An accident while using firearms is no laughing matter and should be taken serious. It just takes one mistake for someone to loose their life.
November 29, 2001, 06:19 PM
My old boss, and hunting buddy, was dove hunting one day with his two sons. He was kneeling down dressing a bird when his son shot at a dove. His son was at another end of the field, over 100 yards away. One of the pellets from his gun angled in and hit his father on his eyebrow. The pellet bounced off the eyebrow, down into his glasses, and back into his eye. He lost that eye. What a freak accident. But then again, they never should have been set up like they were. What a shame.
December 1, 2001, 04:45 AM
Do they REALLY think it's okay to go hunting with others who SHOOT YOU?
Tell your wife you'll be dropping your life insurance before you go.
That's not moronic; it's criminal (at least in this state).
December 1, 2001, 10:37 PM
the other weekend 2 guys from my shchool or pheasant hunting-they were standing a good length apart and were staying in a good line-but they werent perfect-the one kid swung too far and he shot up at it-and the pellet came down-4-5-6 shot-whichever and skimmed his eye, he was very lucky and should be fortunate, personaly i would never go hunting with this kid because he is very irresponsible, i dont think ur overacting, its sorta like, do u care abuot wondering if u'll come home after a trip?, sorta like taking a chance not worth it, ex-going 150 down the highway and cutting people off.
December 1, 2001, 11:16 PM
I don't think you're overreacting. You only get one life.
December 3, 2001, 06:16 PM
Well, you're not overreacting except for the "never" attitude. If the kid learned his lesson he learned his lesson. I once had a guy inadvertantly point his .44 mag at my face on the range while he was looking down range. Scared the crud out of me and I called him on it. He felt stupid enough as it was, so there was no point in beating him over the head with it. Since then he is the most careful shooter I've ever seen.
I always give people a second chance.
December 4, 2001, 08:59 AM
...I've found that most times when the wife agrees with her side of the clan on something I don't, it's best to keep my arguements to myself. Especially when they're carving the big bird. Could tend to make for some cold bed sheets for a few nights. :D
During my highschool years...My hunting buddy was once shot with #6s from about 45 yards by a new kid we had brought along. First and last time that happened. The "new kid" rode in the back of the pickup 25 miles to his home braving 10-15 degree temps, and arrived there with a real fresh mouse under one eye.
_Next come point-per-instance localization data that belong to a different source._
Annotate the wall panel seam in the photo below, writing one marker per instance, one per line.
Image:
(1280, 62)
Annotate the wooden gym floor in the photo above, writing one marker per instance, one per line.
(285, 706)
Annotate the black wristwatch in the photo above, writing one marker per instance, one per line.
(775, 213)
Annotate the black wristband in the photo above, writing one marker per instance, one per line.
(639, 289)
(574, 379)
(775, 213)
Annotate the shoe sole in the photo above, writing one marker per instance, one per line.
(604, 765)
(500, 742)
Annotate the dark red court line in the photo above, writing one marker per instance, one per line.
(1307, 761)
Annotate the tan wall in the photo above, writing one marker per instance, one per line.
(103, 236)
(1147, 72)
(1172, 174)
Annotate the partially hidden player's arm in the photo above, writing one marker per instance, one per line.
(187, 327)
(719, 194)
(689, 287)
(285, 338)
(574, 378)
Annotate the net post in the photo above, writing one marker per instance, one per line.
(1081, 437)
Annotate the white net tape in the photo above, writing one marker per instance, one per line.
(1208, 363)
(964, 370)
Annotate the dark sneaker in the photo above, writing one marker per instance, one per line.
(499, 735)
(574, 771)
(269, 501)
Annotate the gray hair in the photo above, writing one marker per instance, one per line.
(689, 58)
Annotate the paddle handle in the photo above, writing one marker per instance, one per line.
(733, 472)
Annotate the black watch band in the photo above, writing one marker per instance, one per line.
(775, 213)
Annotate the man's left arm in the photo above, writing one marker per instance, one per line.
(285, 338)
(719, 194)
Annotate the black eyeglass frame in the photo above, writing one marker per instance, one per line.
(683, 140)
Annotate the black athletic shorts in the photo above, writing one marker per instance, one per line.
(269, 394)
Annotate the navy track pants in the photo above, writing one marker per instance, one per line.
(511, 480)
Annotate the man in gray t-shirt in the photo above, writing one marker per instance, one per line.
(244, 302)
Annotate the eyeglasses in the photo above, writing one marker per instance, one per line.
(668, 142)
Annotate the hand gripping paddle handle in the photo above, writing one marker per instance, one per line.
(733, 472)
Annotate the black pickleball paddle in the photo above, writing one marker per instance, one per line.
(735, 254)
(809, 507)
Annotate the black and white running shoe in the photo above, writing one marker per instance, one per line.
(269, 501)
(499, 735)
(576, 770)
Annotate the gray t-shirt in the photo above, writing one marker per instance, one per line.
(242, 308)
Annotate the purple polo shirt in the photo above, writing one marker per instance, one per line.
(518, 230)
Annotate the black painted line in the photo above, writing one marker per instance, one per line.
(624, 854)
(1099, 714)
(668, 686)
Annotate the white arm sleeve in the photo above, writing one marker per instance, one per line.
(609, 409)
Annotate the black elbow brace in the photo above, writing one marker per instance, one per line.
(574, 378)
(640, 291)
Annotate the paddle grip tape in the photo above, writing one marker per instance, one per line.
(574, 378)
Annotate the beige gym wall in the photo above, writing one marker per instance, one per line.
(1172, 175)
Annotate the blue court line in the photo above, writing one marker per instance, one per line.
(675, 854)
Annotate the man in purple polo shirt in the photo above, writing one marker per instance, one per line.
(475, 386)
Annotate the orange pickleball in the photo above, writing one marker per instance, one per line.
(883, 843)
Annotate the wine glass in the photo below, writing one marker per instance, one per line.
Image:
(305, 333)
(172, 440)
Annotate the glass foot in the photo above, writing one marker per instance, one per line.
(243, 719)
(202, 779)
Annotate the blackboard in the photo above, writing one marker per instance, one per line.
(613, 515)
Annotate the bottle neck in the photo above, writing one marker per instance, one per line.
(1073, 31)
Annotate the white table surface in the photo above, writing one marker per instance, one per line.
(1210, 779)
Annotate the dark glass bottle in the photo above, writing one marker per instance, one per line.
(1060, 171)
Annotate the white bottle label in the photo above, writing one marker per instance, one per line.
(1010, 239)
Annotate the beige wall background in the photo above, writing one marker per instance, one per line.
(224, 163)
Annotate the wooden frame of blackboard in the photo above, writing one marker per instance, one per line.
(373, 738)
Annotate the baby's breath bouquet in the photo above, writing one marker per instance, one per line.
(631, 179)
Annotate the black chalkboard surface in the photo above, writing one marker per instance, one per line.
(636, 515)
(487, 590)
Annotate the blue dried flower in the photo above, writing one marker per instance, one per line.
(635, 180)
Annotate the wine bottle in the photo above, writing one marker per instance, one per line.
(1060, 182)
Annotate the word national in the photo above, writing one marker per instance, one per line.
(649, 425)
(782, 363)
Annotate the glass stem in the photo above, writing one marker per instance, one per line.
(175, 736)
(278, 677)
December 4, 2001, 02:48 PM
I am a Hunter Ed. instructor, and I too feel the only part that is "over" in your reaction is the "never" part. Each situation is unique, so I won't generalize here (too much), but we ALL make mistakes every now an again. If every time we made a mistake some friend or acquaintence decided to "never" be around us again we'd all be pretty lonely folks in probably less time than we think.
My personal bottom line on this one is I'm ALWAYS watching out for the other guy, 'cause if I can make a mistake so can he/she.